The IOC has not made a decision on the participation of Russian or Belarusian athletes for the Paris Games and will do so “at the appropriate time,” IOC President Thomas Bach said Tuesday.

Most international sports federations for Olympic sports banned Russian and Belarusian athletes last year following IOC recommendations to do so after the invasion of Ukraine.

Bach was asked Tuesday what has changed in the last 13 months that led to the IOC updating its recommendations.

He reiterated previous comments that, after the invasion and before the initial February 2022 recommendations, some governments refused to issue visas for Russians and Belarusians to compete, and other governments threatened withdrawing funding from athletes who competed against Russians and Belarusians. He also said the safety of Russians and Belarusians at competitions was at risk at the time.

Bach said that Russians and Belarusians have been competing in sports including tennis, the NHL and soccer (while not representing their countries) and that “it’s already working.”

“The question, which has been discussed in many of these consultations, is why should what is possible in all these sports not be possible in swimming, table tennis, wrestling or any other sport?” Bach said.

Bach then read a section of remarks that a United Nations cultural rights appointee made last week.

“We have to start from agreeing that these states [Russia and Belarus] are going to be excluded,” Bach read, in part. “The issue is what happens with individuals. … The blanket prohibition of Russian and Belarusian athletes and artists cannot continue. It is a flagrant violation of human rights. The idea is not that we are going to recognize human rights to people who are like us and with whom we agree on their actions and on their behavior. The idea is that anyone has the right not to be discriminated on the basis of their passport.”

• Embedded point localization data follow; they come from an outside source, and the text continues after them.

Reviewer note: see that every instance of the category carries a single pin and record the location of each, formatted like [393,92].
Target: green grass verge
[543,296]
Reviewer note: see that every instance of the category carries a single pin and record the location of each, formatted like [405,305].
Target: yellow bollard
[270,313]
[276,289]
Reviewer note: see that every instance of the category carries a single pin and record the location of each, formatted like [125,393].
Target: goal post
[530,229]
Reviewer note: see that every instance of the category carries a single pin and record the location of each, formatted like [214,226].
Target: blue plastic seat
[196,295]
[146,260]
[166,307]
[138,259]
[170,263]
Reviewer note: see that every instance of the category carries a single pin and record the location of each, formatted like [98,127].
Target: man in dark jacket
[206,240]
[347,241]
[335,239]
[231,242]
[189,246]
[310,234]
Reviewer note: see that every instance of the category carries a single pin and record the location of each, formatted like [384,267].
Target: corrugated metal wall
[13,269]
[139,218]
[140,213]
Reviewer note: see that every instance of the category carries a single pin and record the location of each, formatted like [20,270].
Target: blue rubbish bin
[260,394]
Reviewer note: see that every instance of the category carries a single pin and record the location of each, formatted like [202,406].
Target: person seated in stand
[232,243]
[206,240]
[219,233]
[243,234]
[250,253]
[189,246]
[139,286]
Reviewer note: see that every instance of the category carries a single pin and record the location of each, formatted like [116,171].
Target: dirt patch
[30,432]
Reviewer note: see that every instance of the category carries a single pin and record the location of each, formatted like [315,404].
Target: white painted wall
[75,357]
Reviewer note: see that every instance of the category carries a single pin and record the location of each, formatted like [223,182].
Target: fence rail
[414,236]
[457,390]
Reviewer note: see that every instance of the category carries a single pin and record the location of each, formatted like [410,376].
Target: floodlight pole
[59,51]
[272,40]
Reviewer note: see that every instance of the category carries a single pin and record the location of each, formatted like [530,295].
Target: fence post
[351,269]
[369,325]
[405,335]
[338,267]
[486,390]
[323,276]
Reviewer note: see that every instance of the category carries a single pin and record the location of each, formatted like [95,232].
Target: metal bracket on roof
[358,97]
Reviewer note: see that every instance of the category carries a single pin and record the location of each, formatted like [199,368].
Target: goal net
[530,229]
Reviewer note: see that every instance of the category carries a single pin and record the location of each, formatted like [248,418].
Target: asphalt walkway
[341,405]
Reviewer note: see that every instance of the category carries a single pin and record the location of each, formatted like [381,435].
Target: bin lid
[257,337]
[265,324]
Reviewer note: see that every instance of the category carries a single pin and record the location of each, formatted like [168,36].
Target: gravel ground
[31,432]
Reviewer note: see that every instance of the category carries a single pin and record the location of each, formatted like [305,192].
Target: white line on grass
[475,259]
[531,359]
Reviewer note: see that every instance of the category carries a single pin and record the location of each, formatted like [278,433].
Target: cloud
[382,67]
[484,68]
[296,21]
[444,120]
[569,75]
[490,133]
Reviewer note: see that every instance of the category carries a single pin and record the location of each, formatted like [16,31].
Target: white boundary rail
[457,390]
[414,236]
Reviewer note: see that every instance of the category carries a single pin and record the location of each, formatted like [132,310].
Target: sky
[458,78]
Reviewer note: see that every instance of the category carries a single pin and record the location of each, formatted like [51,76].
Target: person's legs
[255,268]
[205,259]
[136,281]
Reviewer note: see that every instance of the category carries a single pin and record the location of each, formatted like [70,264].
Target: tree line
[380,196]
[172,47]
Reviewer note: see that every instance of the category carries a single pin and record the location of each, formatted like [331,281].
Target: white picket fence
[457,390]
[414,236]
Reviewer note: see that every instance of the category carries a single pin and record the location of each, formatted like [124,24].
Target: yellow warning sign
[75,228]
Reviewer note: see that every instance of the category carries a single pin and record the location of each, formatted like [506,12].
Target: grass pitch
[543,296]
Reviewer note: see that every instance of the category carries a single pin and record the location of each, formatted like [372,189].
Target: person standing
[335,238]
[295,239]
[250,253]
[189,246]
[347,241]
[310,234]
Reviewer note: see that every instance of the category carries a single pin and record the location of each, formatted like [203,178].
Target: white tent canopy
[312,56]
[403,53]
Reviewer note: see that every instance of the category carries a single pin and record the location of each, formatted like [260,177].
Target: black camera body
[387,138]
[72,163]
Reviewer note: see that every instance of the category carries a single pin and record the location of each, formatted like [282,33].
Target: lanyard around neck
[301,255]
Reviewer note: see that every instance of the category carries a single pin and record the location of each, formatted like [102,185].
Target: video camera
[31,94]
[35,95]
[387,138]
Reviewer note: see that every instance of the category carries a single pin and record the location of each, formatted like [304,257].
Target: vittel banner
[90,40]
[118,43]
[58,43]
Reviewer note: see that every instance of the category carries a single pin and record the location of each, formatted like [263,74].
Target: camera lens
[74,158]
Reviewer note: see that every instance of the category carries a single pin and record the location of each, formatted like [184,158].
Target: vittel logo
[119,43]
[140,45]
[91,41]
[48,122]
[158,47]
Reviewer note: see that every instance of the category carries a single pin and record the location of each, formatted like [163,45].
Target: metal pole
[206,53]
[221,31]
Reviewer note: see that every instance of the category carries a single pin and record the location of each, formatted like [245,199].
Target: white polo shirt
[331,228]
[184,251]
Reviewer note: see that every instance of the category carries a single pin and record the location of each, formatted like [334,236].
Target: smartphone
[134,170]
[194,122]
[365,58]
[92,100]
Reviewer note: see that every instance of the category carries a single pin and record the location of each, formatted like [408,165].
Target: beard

The IOC’s Tuesday recommendations included not allowing “teams of athletes” from Russia and Belarus to return.

If Russia continues to be excluded from team sports and team events, it could further impact 2024 Olympic qualification.

The international basketball federation (FIBA) recently set an April 28 deadline to decide whether to allow Russia to compete in an Olympic men’s qualifying tournament. For women’s basketball, the draw for a European Olympic qualifying tournament has already been made without Russia.

In gymnastics, the ban has already extended long enough that, under current rules, Russian gymnasts cannot qualify for men’s and women’s team events at the Paris Games, but can still qualify for individual events if the ban is lifted.

Gymnasts from Russia swept the men’s and women’s team titles in Tokyo, where Russians in all sports competed for the Russian Olympic Committee rather than for Russia due to punishment for the nation’s doping violations. There were no Russian flags or anthems, conditions that the IOC also recommends for any return from the current ban for the war in Ukraine.

Seb Coe, the president of World Athletics, said last week that Russian and Belarusian athletes remain banned from track and field for the “foreseeable future.”

World Aquatics, the international governing body for swimming, diving and water polo, said after the IOC’s updated recommendations that it will continue to “consider developments impacting the situation” of Russian and Belarusian athletes and that “further updates will be provided when appropriate.”

The IOC’s sanctions against Russia and Belarus and their governments remain in place, including disallowing international competitions to be held in those countries.

On Monday, Ukraine’s sports minister said in a statement that Ukraine “strongly urges” that Russian and Belarusian athletes remain banned.